¿Por qué Catauro?

Esta palabra describe en Cuba un recipiente tradicional, de variados usos, construido artesanalmente con la yagua, o pecíolo de las hojas de la palma real. Con relación a este vocablo, la hermosa leyenda aborigen de Caonao, relata que Maroya, la diosa de la noche, hizo brotar a la india Jagua con la magia del rayo de luna, entre las frutas recolectadas dentro de un catauro. La bella joven fue traída al mundo para disipar la soledad de Caonao. Esta fantasía antillana, señala el uso del citado receptáculo por los nativos cubanos, de quienes lo heredaron los primeros campesinos criollos. Posteriormente, lo emplearon también los chinos y las negras libertas, vendedoras de frutas y golosinas, para almacenar y transportar sus productos. Variados tipos de catauros se emplean todavía en las zonas rurales para diversas tareas de almacenamiento y embalaje, como es el caso del tabaco, el cacao y la raspadura, golosina esta última de rancia estirpe cubana, salida de negras manos esclavas, que manipulaban los primitivos trapiches para moler la caña de azúcar.

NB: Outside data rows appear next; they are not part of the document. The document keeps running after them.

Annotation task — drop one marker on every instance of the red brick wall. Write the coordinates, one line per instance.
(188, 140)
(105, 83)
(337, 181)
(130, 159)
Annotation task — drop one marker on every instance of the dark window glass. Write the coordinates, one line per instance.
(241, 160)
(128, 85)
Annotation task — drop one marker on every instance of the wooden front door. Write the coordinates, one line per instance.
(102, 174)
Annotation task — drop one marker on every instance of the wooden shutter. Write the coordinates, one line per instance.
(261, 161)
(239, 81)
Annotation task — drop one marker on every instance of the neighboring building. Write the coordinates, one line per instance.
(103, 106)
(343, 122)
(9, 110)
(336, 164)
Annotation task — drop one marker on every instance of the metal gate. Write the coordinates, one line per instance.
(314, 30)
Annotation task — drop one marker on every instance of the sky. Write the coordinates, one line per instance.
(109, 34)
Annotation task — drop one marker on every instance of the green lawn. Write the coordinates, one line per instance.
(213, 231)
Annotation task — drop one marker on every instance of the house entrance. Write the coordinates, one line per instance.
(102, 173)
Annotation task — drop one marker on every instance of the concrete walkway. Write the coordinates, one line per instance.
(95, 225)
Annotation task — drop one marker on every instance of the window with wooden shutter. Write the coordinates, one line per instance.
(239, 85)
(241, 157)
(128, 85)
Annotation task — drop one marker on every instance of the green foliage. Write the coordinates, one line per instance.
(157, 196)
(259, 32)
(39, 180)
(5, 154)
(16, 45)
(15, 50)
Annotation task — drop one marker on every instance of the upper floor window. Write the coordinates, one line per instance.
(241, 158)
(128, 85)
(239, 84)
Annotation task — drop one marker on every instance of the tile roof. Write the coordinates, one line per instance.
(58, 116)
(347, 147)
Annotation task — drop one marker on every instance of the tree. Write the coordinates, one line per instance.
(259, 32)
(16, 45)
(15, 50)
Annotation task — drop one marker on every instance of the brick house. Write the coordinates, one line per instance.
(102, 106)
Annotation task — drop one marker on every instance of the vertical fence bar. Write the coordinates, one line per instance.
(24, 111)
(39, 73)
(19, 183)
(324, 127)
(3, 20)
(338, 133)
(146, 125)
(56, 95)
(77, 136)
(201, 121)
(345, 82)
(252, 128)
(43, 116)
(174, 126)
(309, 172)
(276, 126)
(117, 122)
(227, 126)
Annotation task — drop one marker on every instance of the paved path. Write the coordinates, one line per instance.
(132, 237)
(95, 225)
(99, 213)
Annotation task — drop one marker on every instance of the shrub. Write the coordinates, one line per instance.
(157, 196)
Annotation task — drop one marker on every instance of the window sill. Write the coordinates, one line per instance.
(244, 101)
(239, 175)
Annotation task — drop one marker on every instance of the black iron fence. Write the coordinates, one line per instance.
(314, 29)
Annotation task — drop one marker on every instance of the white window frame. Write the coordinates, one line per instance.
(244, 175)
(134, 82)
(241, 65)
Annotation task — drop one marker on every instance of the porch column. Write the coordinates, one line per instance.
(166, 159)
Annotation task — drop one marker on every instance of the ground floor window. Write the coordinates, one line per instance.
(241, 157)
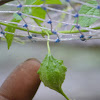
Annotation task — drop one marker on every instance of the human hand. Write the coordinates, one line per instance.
(4, 1)
(22, 83)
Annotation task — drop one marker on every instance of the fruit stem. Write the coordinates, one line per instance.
(48, 46)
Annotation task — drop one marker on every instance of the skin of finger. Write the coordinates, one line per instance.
(23, 82)
(4, 1)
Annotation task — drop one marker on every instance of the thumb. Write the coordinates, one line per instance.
(22, 83)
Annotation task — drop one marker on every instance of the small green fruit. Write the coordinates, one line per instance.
(52, 73)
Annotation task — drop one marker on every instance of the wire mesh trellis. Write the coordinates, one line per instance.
(72, 12)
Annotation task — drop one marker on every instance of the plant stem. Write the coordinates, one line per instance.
(23, 29)
(43, 33)
(48, 46)
(61, 91)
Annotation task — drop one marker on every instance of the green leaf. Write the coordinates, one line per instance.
(9, 37)
(39, 12)
(87, 21)
(53, 2)
(52, 73)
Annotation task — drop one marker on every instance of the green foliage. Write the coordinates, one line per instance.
(9, 37)
(87, 21)
(52, 72)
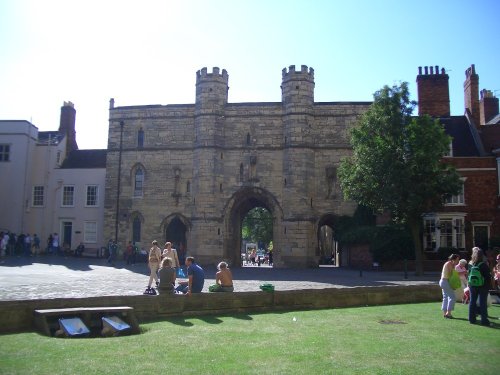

Catauro fue también, gracias a esto, el oportuno neologismo, en su nueva acepción, utilizado por el ilustre sabio Fernando Ortiz, para dar nombre a su colección de notas sobre palabras incorporadas al vocabulario del español residente en Cuba, publicado en 1923, acrecentando con este significado, el léxico ilustrado cubano. Luego vio la luz el Cataurito de cubanismos, de Juan Marinello, en 1924. Retomándose de manera permanente el vocablo titular en la prestigiosa revista cubana de antropología Catauro, de la Fundación Fernando Ortíz, que liderea la actualidad de esta ciencia en nuestro país y es conocida en gran parte del mundo.

Así ha sido y es catauro, un vocablo recipiente de las ancestrales culturas cubanas, donde etnos, historia, sabiduría, folclor, sensualidad, mitología, ritualidad y fantasía, son transportados juntos, ya durante más de cinco siglos, llevado por las manos de esclavos negros; inmigrantes chinos y españoles; campesinos; insurrectos mambises; creyentes; ateos; virginales santas y excelentes pecadores.

Es por eso "Catauro", representación sustancial de cubanía, y no hubo entonces mejor palabra para encabezar título, que pretenda mostrar esta pluralidad en la unidad que hemos sido y somos los cubanos.